The European Union member countries have approached the economic and financial crisis differently in 2008. There were only a few that have guided the outcomes of their policy responses.
Some evidences showed on whether or not savings undermined the performance of health systems. During this study and using Portugal as an example, researchers discussed the financial adjustment program implemented between 2011 and 2014, in order to explore the views of health workers on the effects of austerity measures on quality of healthcare services.
The way that health services are planned, purchased, and delivered has a direct impact on the key dimensions of health system performance, efficiency, quality and access. The economic and financial crisis that hit most member countries of the European Union raised a question about the impact of cuts in public funds and other austerity measures with neutral effects in the performance of health services.
This type of themes received a little attention in debates about the effects on the quality of health services of political responses to the crisis felt.
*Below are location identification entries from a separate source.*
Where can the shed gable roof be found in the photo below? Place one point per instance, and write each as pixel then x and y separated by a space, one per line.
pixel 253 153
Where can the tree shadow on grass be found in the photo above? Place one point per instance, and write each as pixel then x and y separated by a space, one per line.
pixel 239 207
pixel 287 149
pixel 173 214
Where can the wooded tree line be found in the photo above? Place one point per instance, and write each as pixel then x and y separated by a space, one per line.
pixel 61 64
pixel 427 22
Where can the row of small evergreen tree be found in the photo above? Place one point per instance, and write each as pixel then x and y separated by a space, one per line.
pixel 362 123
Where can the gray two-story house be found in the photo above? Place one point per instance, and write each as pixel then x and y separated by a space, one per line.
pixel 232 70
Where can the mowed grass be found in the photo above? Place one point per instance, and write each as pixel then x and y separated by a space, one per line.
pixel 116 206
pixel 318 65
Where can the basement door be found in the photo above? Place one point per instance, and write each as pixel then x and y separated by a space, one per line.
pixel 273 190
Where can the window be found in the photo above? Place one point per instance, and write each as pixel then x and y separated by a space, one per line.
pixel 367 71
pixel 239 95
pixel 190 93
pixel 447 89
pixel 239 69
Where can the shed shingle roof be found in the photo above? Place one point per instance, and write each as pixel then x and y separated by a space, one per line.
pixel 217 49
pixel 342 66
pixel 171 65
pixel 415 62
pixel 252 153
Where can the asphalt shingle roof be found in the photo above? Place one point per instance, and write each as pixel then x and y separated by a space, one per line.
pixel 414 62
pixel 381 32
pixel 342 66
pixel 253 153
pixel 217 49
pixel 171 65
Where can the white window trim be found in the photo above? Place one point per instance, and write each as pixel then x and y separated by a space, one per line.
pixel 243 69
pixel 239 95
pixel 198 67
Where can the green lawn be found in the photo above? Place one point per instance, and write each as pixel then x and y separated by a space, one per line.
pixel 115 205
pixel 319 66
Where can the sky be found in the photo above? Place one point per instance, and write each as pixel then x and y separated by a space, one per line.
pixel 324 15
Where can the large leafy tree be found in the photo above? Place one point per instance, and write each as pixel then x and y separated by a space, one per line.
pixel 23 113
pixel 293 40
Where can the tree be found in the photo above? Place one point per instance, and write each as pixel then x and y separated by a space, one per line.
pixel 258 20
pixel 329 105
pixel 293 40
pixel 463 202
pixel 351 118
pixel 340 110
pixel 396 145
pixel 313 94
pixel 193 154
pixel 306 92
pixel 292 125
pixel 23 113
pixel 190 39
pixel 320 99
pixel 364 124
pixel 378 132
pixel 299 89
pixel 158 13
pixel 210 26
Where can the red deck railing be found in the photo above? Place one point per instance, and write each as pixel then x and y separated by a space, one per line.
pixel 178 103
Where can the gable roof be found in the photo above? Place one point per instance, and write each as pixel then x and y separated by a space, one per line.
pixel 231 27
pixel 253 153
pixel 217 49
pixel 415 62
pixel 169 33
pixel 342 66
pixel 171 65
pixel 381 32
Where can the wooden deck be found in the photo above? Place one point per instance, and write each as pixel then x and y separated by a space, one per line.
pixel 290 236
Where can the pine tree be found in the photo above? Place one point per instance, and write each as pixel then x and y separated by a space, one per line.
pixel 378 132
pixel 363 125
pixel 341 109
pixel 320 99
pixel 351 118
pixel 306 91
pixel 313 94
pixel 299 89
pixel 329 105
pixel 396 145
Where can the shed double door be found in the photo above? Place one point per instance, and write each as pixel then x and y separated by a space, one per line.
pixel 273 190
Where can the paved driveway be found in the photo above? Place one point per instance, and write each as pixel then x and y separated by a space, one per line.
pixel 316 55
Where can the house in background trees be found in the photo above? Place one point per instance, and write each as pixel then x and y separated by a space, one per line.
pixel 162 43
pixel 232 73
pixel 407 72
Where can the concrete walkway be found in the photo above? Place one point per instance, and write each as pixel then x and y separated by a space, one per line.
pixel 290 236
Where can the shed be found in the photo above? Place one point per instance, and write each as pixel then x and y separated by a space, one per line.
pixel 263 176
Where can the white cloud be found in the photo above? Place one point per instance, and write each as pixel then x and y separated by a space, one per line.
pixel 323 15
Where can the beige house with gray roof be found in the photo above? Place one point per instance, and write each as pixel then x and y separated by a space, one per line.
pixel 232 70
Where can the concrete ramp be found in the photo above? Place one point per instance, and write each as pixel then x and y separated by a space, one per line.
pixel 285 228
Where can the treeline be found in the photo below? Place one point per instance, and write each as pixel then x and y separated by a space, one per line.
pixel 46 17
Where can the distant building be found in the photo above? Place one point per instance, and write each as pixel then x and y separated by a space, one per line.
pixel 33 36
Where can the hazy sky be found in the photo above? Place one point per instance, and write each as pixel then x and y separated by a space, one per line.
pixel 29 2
A paper published on BiomedCentral tried to contribute for the debate, digging a deeper look on the different levels of care. There, it was explained why various categories of physicians, working in different environments have reached to various pressures generated by policy responses to the crisis.
There was a massive reduction in public cost and it came more from a cost-sharing, tighter drug-market regulation, control over prescriptions, and control over the management of public organizations. In contribution to a lesser extent, improvements in public-private partnership contributed for a better access to primary healthcare along with workforce changes.
The adjustment programs like those of Greece, Portugal, Ireland, and Cyprus filled an important gap in the literature on policy responses in Europe.
This study resulted in a non-convergent evidence and therefore further analysis was required. The main framework for this study was built on two unnoticed assumptions – first, the understanding of the effects of the crisis on health systems performance is still limited given that few analyses conducted on quality of care as compared to efficiency and access, and, second, looking at healthcare delivery, it is likely to reveal differences in relation to the analysis of planning or purchasing due to workplace-level emergencies.
Reforms made under the Portuguese adjustment program have negative effects on the quality of care with less favorable conditions for medical residencies. These reports showed a consistently higher number of negative effects among physicians working exclusively for the NHS, which illustrates that the public sector was the main target for the health-related austerity measures, even if it was expected to be applied to all types of providers without exception.